The professor claimed the score for South Korea's labor, financial and corporate deregulation stood at 6.86 points out of a full 10 in 2013, up a mere 0.6 point from 2000.
Choi said an analysis of members of the Organization for Economic Cooperation and Development shows a country's economy grows by an additional 1.5 percentage points when it deregulates the labor, corporate and financial sectors by 10 percent.
The Park Geun-hye administration has pushed for a series of legislation to reform four major sectors -- labor, finance, education and public services. But the efforts have failed to make tangible progress due to a lack of parliamentary support.
In a meeting with economic ministers Wednesday, Park again stressed the need for deregulation. "We need to make efforts to pass the labor reform bill quickly, which will help create jobs and thus support those who have lost jobs in the restructuring process," she said.
At the seminar, Byun Yang-kyu, a senior KERI economist, urged the government relax regulations on the use of labor. "Many direct regulations on the use of manpower result in a lack of jobs for wage workers and an increase in the number of self-employed people.
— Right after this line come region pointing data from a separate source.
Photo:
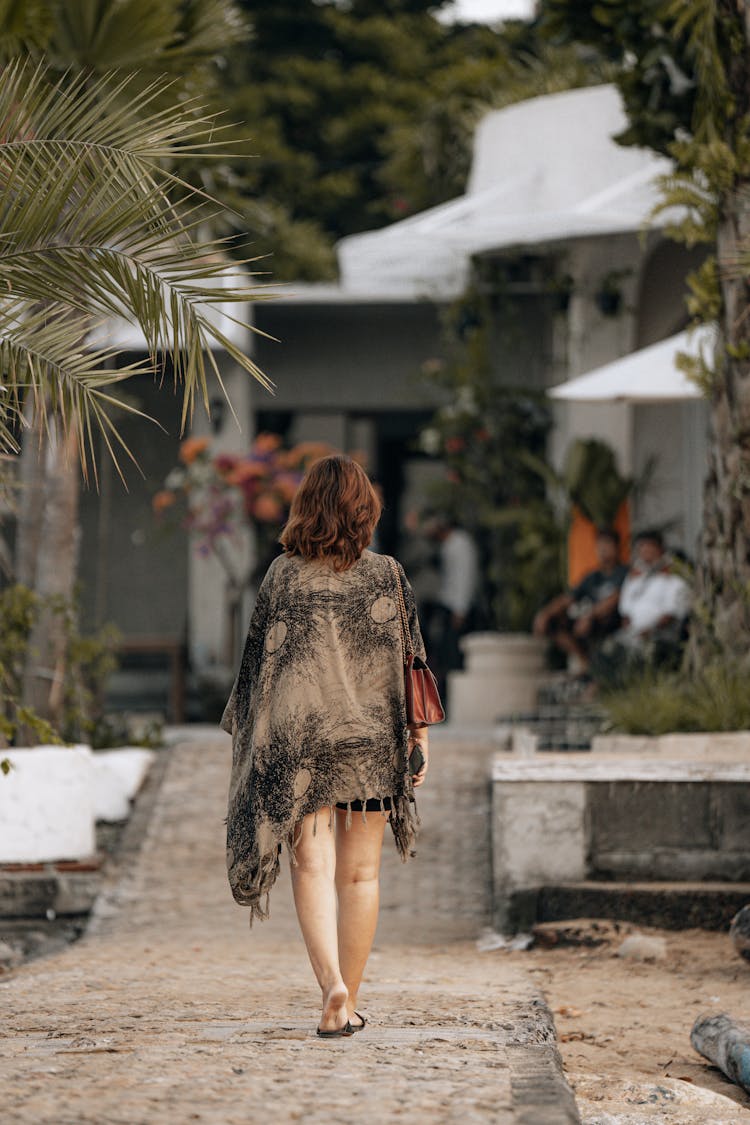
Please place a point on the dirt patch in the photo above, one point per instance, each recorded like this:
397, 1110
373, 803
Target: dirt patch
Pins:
624, 1024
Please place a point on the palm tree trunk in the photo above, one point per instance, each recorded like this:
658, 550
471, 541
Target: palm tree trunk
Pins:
30, 502
56, 563
722, 620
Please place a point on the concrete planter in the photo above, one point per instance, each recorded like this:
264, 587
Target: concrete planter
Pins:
502, 675
53, 795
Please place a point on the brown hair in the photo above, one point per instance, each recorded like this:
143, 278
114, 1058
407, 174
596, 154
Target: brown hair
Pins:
333, 514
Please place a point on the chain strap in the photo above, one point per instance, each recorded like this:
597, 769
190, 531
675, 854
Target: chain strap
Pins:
406, 633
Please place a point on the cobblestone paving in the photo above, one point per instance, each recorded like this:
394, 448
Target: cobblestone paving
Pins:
171, 1010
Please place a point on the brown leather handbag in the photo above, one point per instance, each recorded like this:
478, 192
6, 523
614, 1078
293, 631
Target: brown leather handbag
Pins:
423, 702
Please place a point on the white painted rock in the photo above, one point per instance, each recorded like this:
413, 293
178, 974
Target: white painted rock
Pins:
117, 777
643, 947
46, 804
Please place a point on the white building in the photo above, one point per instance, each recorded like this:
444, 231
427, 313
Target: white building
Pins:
552, 203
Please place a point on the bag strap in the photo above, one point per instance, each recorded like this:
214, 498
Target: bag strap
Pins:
406, 633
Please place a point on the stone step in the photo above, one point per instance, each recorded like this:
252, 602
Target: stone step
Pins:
574, 818
668, 905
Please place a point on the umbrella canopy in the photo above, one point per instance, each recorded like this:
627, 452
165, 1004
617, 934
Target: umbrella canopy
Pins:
645, 376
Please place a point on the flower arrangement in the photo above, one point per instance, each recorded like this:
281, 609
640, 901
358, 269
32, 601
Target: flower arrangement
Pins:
218, 494
223, 492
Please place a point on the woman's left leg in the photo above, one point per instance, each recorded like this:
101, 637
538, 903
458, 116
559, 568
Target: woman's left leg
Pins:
358, 884
315, 899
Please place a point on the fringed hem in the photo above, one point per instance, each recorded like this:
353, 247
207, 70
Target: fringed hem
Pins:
404, 821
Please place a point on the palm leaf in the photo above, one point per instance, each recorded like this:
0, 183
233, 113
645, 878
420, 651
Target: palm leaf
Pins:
89, 230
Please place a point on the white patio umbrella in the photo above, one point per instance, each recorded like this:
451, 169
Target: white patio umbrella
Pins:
648, 375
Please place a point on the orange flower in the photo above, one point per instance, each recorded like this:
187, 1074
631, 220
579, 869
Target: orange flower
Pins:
268, 509
308, 451
162, 501
287, 485
244, 470
192, 448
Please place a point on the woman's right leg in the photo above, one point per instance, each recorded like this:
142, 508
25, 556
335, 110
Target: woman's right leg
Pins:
313, 880
358, 882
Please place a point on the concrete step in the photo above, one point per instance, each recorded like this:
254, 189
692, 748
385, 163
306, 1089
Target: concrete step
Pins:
575, 818
671, 906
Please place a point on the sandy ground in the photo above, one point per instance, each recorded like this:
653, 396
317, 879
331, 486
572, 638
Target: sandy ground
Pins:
624, 1026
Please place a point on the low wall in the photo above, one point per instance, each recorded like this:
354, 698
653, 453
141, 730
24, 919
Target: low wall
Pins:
571, 819
720, 746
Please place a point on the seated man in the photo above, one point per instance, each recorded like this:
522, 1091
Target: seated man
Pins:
653, 602
578, 620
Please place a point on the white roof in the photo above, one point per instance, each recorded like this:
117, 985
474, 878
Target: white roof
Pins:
648, 375
544, 171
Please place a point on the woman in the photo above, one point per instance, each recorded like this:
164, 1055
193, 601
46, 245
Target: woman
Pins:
319, 738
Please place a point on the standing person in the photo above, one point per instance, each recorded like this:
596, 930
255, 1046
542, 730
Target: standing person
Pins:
321, 743
459, 577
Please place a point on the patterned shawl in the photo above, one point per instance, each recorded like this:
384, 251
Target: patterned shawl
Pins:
317, 713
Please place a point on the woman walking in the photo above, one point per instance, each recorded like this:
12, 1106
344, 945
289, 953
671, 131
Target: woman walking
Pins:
321, 744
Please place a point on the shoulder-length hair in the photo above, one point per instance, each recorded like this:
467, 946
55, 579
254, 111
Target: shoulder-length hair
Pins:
333, 514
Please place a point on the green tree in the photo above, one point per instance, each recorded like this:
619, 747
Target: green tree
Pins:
683, 68
362, 114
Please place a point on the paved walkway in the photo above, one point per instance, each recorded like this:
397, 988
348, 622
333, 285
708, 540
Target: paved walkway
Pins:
171, 1010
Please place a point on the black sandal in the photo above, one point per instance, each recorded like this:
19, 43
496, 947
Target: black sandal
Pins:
337, 1033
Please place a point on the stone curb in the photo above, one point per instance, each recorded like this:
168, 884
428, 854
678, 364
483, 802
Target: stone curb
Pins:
541, 1094
115, 887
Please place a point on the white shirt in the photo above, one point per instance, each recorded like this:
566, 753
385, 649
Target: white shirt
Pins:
652, 594
459, 572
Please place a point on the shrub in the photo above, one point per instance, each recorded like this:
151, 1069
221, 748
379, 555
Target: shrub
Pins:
658, 703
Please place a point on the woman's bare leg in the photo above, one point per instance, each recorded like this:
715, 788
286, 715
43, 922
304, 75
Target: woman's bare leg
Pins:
315, 899
358, 883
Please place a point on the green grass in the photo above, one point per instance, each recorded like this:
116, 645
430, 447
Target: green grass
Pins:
657, 703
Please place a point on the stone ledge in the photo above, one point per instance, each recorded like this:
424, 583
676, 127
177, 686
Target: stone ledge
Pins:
669, 906
583, 767
48, 890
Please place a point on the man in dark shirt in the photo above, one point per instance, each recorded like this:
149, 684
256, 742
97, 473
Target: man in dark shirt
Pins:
578, 620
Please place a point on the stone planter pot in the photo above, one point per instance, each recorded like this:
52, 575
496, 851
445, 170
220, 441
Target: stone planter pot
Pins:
502, 675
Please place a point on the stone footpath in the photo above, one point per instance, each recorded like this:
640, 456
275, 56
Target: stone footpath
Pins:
171, 1010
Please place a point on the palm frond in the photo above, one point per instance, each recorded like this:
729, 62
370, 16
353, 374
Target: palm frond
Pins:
89, 230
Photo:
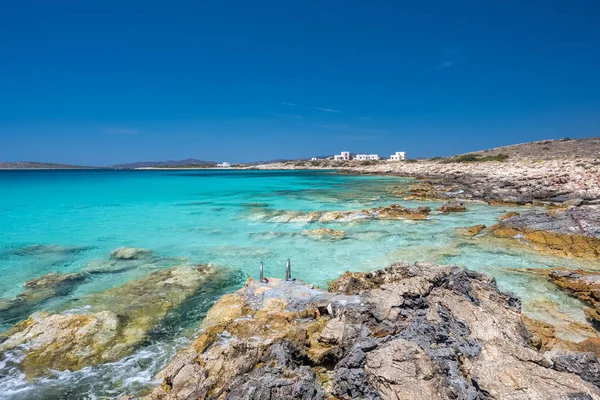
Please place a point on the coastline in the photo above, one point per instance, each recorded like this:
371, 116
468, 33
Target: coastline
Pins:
515, 182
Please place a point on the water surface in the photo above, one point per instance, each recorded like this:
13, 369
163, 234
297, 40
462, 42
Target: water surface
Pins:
231, 219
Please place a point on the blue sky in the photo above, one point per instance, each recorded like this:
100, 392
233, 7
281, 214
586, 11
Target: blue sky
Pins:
106, 82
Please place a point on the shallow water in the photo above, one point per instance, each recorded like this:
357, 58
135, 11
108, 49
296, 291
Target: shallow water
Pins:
230, 219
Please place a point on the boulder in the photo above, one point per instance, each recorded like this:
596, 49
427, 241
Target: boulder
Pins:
325, 233
575, 232
408, 332
129, 253
452, 206
114, 324
471, 231
36, 292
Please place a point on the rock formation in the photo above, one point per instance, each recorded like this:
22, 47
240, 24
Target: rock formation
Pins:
419, 331
36, 292
575, 232
452, 206
129, 253
113, 324
390, 212
325, 233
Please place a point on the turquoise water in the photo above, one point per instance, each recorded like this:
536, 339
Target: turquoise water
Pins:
233, 219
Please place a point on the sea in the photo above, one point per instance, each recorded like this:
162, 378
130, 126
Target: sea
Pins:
65, 221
Such regulations should be eased."
The government's reform push comes as Asia's fourth-largest economy remains in the doldrums in the face of stubbornly weak domestic demand and falling exports stemming from sagging overseas demand for its products.
On Tuesday, the finance ministry also cut its growth outlook for this year to 2.8 percent from an earlier 3.1 percent, citing unfavorable domestic and external factors, including Britain's decision to leave the European Union. The ministry also announced a plan to set up an extra budget of 10 trillion won (US$8.7 billion) in the second half to bolster the sputtering economy.